E tendo esta como a única questão que é suscitada pela Ré/apelante neste seu recurso, resulta claro o seguinte:
Contrariamente ao que afirma o Autor/apelado nas suas contra alegações, no presente recurso não é interposto qualquer recurso da decisão da matéria de facto, sendo certo que em nenhum momento das suas alegações a Ré/apelante faz alusão às regras prescritas quer no art.º640º quer no art.º662º, ambos do Novo Código de processo Civil.
Por ser assim, resulta evidente que por falta de impugnação, se mantém integralmente a decisão de facto antes proferida, cujo conteúdo passaremos já de seguida e aqui a fazer constar.
Assim na mesma decisão foram dados como provados os seguintes factos:
1. O Autor celebrou com Ré, no dia 09 de Abril de 2014, o contrato intitulado “Contrato de Franchising C… Store”, com anexo rubricado por ambas as partes sob o nome “Descrição Montagem Loja C… Para 2015”, nos termos constates de fls. 18 a 26, cujo teor se dá por integralmente reproduzido, sendo o Autor aí designado por “Franquiado” e a Ré por “Franquiador”.
2. Nos termos da cláusula 1ª, o Autor obrigou-se “a vender ao público, apenas e só exclusivamente, os produtos da marca ou representados pela C…, no seu estabelecimento comercial, sito em Rua …, …, … (…), sujeitando a sua atividade aos critérios comerciais recomendados pelo Franquiador”.
3. A cláusula 2ª do contrato dispõe que: “O Franquidor concede ao Franquiado, em exclusivo, o direito de franquia do seu produtos/serviços com a marca C… para o concelho de Amadora salvo os agentes C… com sede no mesmo concelho”.
4. A cláusula 6ª do contrato dispões que:
1. “O Franquiado constitui uma indústria ou empresa totalmente independente, assumindo directa, pessoal e exclusivamente o risco e as consequências da sua actividade empresarial, incluindo a contratação de pessoal.
2. O Franquiado obriga-se a obter todas as autorizações e licenças de caracter administrativo, de qualquer classe e âmbito, que sejam necessárias ao exercício da sua actividade bem como para a abertura e utilização do local onde a mesma é exercida. (…)” 5. A cláusula 7ª do contrato dispõe que:
1. “O Franquiador obriga-se a prestar assessoria ao Franquiado, nomeadamente no âmbito da sua gestão comercial, devendo este seguir as instruções e diretrizes que lhe sejam indicados pelo Franquiador, independentemente da forma da sua comunicação: e participando nos cursos que, sobre gestão comercial e vendas, sejam ministrados pelo Franquiador.”

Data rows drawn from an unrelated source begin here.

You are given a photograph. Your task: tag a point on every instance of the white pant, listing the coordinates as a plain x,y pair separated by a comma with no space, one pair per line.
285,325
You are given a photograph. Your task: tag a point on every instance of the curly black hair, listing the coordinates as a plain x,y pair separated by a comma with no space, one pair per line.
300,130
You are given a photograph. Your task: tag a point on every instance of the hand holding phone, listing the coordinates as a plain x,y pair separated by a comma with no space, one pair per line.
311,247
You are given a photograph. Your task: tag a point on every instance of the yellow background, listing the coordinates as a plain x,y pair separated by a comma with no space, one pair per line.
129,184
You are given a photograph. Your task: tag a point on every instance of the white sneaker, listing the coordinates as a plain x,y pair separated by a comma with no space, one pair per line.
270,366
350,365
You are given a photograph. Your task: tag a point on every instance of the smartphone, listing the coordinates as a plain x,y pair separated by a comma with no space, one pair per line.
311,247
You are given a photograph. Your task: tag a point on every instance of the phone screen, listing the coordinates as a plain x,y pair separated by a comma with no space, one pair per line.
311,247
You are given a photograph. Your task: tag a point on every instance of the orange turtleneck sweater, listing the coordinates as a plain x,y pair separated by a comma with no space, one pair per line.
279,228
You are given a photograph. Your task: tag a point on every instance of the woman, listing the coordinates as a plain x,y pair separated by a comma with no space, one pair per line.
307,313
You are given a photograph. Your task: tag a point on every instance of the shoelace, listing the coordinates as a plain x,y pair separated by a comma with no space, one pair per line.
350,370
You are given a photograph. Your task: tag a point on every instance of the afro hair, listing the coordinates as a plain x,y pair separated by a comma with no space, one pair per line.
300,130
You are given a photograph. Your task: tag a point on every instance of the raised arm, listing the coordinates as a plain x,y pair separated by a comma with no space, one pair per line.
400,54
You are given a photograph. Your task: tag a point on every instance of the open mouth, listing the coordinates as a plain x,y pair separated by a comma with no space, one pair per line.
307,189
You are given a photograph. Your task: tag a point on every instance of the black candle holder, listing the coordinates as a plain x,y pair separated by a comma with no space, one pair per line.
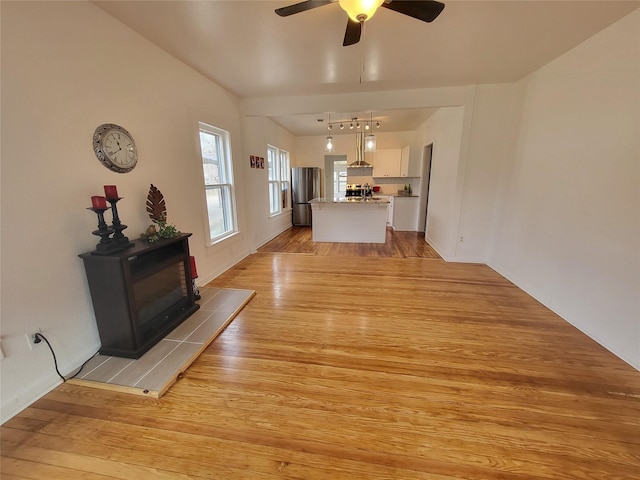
105,246
117,226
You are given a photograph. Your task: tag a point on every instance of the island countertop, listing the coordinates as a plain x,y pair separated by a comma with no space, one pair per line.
351,200
351,219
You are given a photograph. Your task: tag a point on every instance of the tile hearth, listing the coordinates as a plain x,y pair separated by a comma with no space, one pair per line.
153,373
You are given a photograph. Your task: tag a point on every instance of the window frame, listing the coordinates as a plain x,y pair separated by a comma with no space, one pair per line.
225,185
279,180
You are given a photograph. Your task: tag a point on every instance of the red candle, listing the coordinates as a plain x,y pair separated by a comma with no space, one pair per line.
110,191
99,202
194,272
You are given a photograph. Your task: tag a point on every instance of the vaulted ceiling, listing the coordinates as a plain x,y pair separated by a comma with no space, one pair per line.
249,50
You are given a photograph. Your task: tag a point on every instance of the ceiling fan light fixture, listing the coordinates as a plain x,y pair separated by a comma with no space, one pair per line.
360,10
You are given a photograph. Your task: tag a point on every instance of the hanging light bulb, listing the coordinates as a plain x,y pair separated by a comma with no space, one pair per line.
329,146
370,143
370,140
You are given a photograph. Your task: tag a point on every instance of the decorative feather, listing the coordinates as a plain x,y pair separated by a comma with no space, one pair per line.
156,207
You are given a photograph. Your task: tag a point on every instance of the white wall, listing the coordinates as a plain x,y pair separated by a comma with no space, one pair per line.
68,67
570,220
492,128
444,129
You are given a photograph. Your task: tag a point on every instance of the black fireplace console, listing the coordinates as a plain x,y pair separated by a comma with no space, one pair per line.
140,294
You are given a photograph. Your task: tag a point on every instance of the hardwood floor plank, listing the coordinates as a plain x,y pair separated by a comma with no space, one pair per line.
355,362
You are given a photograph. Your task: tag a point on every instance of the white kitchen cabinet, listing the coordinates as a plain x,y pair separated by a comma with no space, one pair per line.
405,214
387,162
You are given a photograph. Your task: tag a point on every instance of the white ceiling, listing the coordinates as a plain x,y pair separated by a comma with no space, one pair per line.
246,48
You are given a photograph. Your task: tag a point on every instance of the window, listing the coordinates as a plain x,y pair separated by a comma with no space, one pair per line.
279,179
218,181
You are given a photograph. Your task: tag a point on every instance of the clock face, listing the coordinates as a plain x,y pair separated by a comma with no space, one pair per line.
115,148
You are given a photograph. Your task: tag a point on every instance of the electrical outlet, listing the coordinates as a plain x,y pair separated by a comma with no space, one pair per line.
31,339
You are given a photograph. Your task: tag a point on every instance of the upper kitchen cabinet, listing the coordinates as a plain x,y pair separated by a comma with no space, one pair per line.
395,162
387,163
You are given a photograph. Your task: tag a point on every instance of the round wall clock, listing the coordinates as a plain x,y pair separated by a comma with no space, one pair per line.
115,148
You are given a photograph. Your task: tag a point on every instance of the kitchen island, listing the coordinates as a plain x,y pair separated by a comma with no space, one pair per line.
351,219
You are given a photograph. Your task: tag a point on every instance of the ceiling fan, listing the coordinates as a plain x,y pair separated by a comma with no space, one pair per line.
360,11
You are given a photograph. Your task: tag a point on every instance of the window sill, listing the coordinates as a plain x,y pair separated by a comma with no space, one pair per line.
223,242
279,214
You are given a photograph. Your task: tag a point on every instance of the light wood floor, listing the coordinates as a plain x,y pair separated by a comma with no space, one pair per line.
357,367
397,244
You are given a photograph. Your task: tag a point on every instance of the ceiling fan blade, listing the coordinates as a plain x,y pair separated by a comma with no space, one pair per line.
425,10
302,7
353,33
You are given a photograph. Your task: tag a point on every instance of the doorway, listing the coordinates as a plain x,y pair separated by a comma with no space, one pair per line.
335,180
425,181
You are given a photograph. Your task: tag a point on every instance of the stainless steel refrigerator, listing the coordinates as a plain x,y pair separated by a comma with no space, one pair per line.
305,186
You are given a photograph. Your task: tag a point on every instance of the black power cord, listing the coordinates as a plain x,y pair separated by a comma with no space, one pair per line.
38,337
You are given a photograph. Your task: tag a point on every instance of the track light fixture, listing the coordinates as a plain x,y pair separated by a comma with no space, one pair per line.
354,123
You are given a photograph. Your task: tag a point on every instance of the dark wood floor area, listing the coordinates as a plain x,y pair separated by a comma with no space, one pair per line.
397,244
357,367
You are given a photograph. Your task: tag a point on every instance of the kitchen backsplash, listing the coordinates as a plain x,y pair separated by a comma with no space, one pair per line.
388,186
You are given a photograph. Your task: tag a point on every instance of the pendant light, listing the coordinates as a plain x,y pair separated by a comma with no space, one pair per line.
370,140
329,146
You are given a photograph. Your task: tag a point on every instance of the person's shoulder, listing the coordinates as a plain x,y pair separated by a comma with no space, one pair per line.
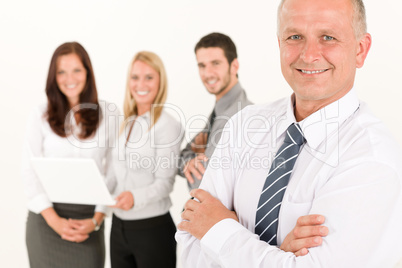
271,108
167,120
39,111
369,137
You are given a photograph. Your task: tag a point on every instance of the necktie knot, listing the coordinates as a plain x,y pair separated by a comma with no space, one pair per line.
294,135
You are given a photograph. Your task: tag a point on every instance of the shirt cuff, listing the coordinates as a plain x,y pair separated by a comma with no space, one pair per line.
103,209
39,203
214,240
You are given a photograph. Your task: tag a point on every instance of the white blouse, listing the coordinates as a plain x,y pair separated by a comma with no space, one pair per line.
146,166
41,141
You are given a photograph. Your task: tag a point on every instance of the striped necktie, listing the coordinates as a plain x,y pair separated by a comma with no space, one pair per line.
275,185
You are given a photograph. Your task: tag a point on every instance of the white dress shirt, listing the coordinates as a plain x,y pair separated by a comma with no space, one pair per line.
349,170
146,166
41,141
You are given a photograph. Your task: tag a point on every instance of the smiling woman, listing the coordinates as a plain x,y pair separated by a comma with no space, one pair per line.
66,235
142,224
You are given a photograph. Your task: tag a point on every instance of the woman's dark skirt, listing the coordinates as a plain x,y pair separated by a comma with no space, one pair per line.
47,250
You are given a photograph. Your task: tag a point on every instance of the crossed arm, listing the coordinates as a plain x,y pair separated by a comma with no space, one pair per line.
200,216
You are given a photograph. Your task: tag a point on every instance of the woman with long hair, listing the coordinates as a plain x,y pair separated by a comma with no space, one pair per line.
57,234
143,171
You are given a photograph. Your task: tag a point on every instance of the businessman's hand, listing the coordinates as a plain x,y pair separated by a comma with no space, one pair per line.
307,233
200,216
195,167
125,201
199,143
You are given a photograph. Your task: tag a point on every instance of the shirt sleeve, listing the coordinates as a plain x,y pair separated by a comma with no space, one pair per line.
112,126
360,192
32,147
167,138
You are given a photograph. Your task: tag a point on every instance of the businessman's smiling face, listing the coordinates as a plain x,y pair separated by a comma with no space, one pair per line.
318,48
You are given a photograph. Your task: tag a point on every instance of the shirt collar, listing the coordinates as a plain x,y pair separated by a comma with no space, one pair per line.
223,103
323,122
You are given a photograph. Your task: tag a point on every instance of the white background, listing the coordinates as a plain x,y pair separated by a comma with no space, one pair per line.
113,31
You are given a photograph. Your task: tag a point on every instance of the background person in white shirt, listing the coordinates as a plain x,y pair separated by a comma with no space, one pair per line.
349,170
53,237
143,171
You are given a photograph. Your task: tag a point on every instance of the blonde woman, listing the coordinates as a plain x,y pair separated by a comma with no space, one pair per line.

6. A cláusula 9ª do contrato dispõe que:
1. “O Franquiado pagará ao Franquiador todas as encomendas, através de entidade e referência, cheque, transferência bancária ou outra forma de pagamento cedida pelo Franquiador, C….
2. (…)
3. (…)
4. O franquiado pagará ainda a título de markting e publicidade ao Franquiador a importância de 25.00€ mensais, sendo que este valor pode ser alterado não excedendo o máximo de 20% anual, desde que comunicado ao Franquiado com a antecedência mínima de 60 dias.
5. O Franquiado pagará a título de renovação da página web o valor de 125,00€ (cento e vinte e cinco euros), uma vez por ano, na data em que foi assinado o contrato de franchising.”
7. A cláusula 9ª do contrato dispõe que:
1. “O Franquiado pagará na data da assinatura do presente contrato 12.500,00 euros mais iva para implementação da loja C… store conforme mapa descritivo em anexo.”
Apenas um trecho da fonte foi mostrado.